Regional assemblies will have an impact. Something is flagged up in the Select Committee report which we will look at carefully. The Planning and Compulsory Purchase Bill will also have an impact. As the Minister rightly reminded my noble friend Lord Dixon-Smith, it will go ahead, irrespective of regional assemblies. I accept that; it is a free-standing Bill, and whatever form this Bill takes, the Planning and Compulsory Purchase Bill will go ahead. But it is seriously paving—it emasculates the existing powers of the county councils, some of the district councils and some of the unitary authorities. I think the regional assemblies will compound all that.

I understand what the Minister says about county functions but, reading the White Paper, some of the functions of the existing county councils will be carried out by regional assemblies.

Whether one or more areas eventually has a regional assembly, there will be an impact on the nature, characteristics, powers and functions of this Parliament. If I am wrong and the Minister is right, why go through this elaborate process simply to turn an administrative arm into an elected assembly?

Simply leaving everything to chance and seeing what happens when regional assemblies are in place is no way to legislate on constitutional change. We could have the worst of all possible worlds, with only some areas having regional assemblies. I think there will be great confusion.

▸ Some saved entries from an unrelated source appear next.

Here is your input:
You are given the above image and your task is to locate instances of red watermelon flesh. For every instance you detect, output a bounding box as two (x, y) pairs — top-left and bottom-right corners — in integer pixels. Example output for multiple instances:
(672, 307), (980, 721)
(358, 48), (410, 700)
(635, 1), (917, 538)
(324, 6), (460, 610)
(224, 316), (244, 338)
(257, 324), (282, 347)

This is such an important issue that we will return to it on Report.

4.45 p.m.

The Earl of Caithness: Before my noble friend withdraws the amendment, could the Minister reply to her point about the Bill's timetable? I apologise to the noble Lord for not being in my place this morning when he may have said something about it, but I was called out of the Chamber. Given the timetable that he has enunciated, why is there so much pressure to get the Bill through by early May?